Mechanism of action
Antibiotic
tigecycline belongs to the class of glycylcyclines, structurally similar to tetracyclines. It inhibits protein translation in bacteria by binding to the 30S subunit of the ribosome and blocking the penetration of aminoacyl-tRNA molecules into the A site of the ribosome, which prevents the inclusion of amino acid residues in the growing peptide chains.
It is believed that
tigecycline has bacteriostatic properties. At 4-fold minimal inhibitory concentration (MIC) of tigecycline, the number of colonies Enterococcus spp., Staphylococcus aureus and Escherichia coli was reduced by two orders of magnitude. The bactericidal action of tigecycline is noted for Streptococcus pneumoniae, Haemophilus influenzae and Legionella pneumophila.

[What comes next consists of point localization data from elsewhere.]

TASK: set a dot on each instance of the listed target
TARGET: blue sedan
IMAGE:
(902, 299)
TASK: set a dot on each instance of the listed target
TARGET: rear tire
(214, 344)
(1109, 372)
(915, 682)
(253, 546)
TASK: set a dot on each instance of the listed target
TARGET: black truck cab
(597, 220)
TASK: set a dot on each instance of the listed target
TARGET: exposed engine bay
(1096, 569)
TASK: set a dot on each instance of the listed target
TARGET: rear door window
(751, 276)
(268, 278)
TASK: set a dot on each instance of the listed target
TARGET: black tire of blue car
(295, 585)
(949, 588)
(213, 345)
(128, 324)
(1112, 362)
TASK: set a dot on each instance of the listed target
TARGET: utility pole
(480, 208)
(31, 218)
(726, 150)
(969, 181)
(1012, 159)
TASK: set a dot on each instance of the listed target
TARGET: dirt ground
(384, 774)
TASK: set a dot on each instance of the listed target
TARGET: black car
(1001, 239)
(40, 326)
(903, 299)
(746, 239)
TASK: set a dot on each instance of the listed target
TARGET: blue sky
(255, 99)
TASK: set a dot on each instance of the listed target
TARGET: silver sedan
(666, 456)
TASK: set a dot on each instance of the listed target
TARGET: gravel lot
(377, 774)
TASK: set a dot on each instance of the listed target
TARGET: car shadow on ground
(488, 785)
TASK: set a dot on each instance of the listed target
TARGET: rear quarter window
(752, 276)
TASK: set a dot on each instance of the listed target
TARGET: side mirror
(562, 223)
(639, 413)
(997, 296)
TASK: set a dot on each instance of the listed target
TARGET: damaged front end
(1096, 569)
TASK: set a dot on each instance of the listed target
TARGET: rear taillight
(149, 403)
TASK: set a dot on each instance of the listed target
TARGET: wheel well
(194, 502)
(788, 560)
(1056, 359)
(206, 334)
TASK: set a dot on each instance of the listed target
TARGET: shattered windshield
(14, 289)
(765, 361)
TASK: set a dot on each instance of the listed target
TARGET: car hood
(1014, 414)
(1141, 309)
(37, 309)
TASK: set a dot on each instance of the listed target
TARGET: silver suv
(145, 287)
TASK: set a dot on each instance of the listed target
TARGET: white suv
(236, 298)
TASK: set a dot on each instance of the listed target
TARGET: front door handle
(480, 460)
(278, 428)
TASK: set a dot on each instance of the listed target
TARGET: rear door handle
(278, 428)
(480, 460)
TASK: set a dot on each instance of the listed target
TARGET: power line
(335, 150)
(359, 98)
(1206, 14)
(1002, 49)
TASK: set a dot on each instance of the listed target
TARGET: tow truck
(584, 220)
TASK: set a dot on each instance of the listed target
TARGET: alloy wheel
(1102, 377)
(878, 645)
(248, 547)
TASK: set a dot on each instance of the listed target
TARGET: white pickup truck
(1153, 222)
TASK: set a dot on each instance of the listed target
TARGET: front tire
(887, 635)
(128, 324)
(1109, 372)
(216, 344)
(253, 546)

The mechanism of development of sustainability
Tigecycline can overcome two main mechanisms of resistance of microorganisms observed with respect to tetracyclines: ribosomal defense and active excretion. In addition, the activity of tigecycline is not inhibited either by the action of beta-lactamases (including beta-lactamase extended spectrum) nor by modification
antibiotic sensitive areas of the bacterial membrane, either by actively removing the antibiotic from the bacterial cell or by modifying the target of the effect (eg, gyrase / topoisomerase). In this way,
tigecycline has a broad spectrum of antibacterial activity. However, tigecycline does not have protection against the mechanism of resistance of microorganisms in the form of active excretion from the cell encoded by Proteae chromosomes (see below) and Pseudomonas aeruginosa (MexXY-OprM outflow system). There is no cross-resistance between tigecycline and most classes of antibiotics.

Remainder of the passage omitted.